Valérie Bègue a pris la parole sur Instagram pour soutenir Flavie Flament, au lendemain du message publié vendredi 15 mai par l’animatrice. L’ancienne Miss France a réagi à un long texte d’Andrea Bescond et a écrit qu’elle avait vu Patrick Bruel quand il présidait le jury de son élection en 2008.
« Il était président du jury lors de mon élection. Je l’ai vu. Je n’ai absolument aucun doute. Je crois toutes les femmes qui ont eu le courage de parler. Et j’encourage les autres », a écrit Bègue, dans un message qui vient s’ajouter à la vague de soutiens suscités par les accusations visant l’artiste. Son intervention a du poids parce qu’elle renvoie à une scène publique très précise: celle de Miss France 2008, remportée par Bègue, où Bruel occupait la présidence du jury.

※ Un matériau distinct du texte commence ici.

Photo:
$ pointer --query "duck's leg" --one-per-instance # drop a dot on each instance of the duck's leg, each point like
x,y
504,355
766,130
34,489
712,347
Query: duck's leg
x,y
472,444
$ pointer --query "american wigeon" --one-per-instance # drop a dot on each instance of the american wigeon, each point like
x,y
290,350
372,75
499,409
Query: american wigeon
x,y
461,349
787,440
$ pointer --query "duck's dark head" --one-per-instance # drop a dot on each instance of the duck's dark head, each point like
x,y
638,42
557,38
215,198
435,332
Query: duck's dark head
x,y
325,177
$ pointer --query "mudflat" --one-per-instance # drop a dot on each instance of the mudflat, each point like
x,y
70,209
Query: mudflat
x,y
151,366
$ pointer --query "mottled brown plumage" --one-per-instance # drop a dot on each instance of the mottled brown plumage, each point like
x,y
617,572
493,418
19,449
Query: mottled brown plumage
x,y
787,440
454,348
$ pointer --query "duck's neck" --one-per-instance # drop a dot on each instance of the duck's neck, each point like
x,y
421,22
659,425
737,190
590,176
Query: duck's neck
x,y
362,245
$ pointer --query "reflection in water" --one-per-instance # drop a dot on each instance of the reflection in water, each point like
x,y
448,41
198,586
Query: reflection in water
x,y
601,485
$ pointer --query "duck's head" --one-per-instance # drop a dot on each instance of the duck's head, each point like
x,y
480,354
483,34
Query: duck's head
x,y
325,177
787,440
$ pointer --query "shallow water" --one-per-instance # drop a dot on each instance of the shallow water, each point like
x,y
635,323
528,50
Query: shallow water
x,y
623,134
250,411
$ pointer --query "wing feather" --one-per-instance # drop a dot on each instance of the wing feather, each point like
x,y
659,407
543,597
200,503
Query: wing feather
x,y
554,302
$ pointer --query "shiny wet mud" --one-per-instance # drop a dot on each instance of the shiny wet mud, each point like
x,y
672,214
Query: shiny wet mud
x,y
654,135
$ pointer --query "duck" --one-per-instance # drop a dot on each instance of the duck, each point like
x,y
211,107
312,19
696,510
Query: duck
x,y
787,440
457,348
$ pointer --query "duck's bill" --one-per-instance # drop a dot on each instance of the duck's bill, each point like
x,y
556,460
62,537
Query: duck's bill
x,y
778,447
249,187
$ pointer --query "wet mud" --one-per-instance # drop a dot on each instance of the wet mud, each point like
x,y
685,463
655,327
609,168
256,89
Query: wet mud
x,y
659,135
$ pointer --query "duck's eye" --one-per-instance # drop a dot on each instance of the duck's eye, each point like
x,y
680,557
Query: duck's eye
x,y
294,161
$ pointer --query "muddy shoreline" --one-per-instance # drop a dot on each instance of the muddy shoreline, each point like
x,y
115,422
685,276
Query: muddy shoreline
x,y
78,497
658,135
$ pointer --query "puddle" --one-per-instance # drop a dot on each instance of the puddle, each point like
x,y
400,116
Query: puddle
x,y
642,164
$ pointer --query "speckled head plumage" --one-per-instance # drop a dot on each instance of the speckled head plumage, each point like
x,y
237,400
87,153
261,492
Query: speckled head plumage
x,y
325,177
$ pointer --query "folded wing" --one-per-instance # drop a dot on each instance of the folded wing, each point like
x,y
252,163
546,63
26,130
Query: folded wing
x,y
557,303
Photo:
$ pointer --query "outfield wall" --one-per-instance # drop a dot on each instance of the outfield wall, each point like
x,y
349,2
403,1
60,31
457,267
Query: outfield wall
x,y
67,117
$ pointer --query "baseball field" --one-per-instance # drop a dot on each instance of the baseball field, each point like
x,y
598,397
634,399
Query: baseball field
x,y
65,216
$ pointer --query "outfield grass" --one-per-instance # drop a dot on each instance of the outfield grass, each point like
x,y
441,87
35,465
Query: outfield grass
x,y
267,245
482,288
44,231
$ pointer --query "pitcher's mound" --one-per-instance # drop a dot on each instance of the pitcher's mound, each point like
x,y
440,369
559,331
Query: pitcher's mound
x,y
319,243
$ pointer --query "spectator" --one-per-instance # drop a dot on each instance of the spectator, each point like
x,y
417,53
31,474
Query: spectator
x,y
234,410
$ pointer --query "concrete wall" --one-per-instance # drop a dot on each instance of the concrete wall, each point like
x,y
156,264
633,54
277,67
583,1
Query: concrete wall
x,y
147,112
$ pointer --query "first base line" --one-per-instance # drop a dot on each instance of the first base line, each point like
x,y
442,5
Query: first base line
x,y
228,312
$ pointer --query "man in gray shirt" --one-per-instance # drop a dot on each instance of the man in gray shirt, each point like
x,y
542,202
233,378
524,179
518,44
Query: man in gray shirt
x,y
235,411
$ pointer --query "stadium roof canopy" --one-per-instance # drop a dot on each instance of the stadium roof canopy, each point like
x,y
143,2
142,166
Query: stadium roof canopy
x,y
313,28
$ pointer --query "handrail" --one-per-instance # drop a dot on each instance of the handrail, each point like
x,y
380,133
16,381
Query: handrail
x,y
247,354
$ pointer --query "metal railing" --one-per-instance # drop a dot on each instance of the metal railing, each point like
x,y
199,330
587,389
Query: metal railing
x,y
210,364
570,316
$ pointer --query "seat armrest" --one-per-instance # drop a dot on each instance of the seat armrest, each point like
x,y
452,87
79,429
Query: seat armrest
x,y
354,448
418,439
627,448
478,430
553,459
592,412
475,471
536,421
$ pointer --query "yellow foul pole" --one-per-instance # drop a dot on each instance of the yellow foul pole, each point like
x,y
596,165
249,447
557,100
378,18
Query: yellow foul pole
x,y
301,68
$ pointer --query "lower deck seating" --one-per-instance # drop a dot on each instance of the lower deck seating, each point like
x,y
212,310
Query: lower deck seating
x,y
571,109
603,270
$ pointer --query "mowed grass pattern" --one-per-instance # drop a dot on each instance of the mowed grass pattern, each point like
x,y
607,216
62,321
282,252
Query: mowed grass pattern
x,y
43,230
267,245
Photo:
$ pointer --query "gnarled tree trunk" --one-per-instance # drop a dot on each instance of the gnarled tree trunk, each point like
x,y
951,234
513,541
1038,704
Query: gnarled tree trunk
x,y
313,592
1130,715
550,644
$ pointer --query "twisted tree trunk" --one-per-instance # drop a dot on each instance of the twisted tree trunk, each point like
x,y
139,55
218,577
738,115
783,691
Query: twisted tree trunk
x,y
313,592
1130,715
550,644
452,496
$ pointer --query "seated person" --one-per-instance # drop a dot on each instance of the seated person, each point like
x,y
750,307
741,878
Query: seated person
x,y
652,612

Le commentaire de l’ancienne reine de beauté s’inscrit dans une séquence judiciaire et médiatique qui s’est accélérée ces dernières semaines. Patrick Bruel est visé depuis deux mois par des accusations de viol, de tentative de viol et d’agression sexuelle, et quatre plaintes pour violences sexuelles doivent être regroupées au parquet de Nanterre, en raison du domicile de l’artiste. Dimanche, la procureure de Paris, Laure Beccuau, a indiqué que ces dossiers seraient centralisés à Nanterre.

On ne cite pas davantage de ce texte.